In my practice we've evaluated hundreds of Security Operations Centres were all of the analysts are highly trained and all operate at a single tier.  They all randomly pick the events they wish to work on off the console and do their typical ‘deep dive’ investigation.  This causes several problems:

  1. It’s hard to maintain but a broad-spectrum of investigatory skills needed for triage of all event types and a deep-level of specialisation to do a full investigation;
  2. The analyst may prefer to investigate specific categories of events, meaning that some event types may remain in the triage channel for extended periods of time;
  3. Having your highly-skilled analysts conduct the initial triage of false-positives is a bad use of their time; and
  4. Often Security Operations Centres find it really difficult to produce meaningful metrics on the overall performance of the capability, or individual analysts.

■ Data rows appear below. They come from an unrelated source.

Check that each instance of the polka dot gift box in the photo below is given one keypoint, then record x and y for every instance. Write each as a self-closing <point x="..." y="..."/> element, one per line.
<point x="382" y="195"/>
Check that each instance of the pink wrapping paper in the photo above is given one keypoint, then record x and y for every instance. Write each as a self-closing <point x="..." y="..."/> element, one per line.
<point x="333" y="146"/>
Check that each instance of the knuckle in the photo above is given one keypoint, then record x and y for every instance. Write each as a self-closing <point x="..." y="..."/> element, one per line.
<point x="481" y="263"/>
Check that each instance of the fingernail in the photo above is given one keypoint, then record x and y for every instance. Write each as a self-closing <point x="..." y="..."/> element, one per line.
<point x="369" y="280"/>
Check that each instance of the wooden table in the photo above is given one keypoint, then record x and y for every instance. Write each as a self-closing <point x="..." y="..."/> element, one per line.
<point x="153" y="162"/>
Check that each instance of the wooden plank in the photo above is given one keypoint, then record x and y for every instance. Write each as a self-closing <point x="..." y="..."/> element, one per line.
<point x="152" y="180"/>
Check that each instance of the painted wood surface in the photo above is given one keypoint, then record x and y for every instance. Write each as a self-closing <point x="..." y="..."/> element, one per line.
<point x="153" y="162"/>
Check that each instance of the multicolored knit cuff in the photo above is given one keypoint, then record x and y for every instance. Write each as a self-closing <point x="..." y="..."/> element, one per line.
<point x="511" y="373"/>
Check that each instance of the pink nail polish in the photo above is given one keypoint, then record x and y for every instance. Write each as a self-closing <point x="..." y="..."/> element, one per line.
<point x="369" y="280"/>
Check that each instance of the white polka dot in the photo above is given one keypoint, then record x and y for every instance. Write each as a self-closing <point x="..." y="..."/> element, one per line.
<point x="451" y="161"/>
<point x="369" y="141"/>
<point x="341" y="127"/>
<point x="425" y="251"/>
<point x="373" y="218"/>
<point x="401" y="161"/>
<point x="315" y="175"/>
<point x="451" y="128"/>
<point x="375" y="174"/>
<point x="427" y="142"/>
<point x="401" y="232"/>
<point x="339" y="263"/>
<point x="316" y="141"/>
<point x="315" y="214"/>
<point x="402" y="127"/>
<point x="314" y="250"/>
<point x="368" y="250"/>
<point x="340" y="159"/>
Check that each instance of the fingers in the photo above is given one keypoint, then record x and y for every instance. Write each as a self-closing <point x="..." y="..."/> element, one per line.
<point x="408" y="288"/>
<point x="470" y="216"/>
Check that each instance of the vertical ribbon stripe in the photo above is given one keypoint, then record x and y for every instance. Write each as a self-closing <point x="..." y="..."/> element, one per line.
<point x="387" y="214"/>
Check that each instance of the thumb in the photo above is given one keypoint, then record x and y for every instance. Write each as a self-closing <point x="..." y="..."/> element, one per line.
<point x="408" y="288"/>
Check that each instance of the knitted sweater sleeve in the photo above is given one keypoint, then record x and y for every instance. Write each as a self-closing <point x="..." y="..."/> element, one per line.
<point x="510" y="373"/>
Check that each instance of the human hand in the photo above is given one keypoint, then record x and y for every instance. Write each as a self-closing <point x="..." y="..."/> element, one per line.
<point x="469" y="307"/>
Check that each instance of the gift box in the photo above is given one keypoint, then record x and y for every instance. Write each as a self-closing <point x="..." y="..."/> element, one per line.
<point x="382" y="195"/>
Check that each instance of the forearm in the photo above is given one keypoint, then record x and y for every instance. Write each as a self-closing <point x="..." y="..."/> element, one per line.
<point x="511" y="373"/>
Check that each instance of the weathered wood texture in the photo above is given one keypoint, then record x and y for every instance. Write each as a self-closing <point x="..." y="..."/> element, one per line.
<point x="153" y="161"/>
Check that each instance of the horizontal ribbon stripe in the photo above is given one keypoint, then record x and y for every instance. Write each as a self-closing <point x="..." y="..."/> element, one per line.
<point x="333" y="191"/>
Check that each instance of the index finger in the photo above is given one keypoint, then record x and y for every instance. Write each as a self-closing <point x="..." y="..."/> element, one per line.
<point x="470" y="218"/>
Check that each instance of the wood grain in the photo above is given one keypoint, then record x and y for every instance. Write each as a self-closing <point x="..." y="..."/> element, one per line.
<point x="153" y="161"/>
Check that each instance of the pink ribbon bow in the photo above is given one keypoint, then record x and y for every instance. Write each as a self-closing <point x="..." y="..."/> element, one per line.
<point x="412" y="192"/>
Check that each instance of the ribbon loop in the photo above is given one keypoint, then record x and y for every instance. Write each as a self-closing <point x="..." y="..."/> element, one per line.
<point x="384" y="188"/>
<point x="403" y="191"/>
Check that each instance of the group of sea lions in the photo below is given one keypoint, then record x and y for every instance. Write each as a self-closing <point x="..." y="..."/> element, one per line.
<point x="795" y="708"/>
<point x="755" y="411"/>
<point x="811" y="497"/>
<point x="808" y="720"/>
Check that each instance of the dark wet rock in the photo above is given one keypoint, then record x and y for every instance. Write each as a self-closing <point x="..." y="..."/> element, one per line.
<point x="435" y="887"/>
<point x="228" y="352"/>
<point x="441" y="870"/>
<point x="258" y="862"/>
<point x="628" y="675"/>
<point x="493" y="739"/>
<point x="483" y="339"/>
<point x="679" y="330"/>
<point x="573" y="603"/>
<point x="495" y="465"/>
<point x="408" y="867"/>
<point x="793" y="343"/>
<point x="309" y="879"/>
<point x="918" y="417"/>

Implementing at least a two-tier system of triage/prioritisation and investigation can dramatically increase the performance of your Security Operations Centres.

 

SOC Mistake #10: You confuse your SOC with your NOC

Network Operations Centres (NOCs) are responsible for the operational monitoring of infrastructure and services. Their function is to identify, investigate, prioritise and escalate/resolve issues that could, or do, effect performance or availability. A Security Operation Centre (SOC) shares much in common with a NOC, it’s function is to identify, investigate, prioritise and escalate/resolve issues that could, or do, effect the security of an organisation’s information assets.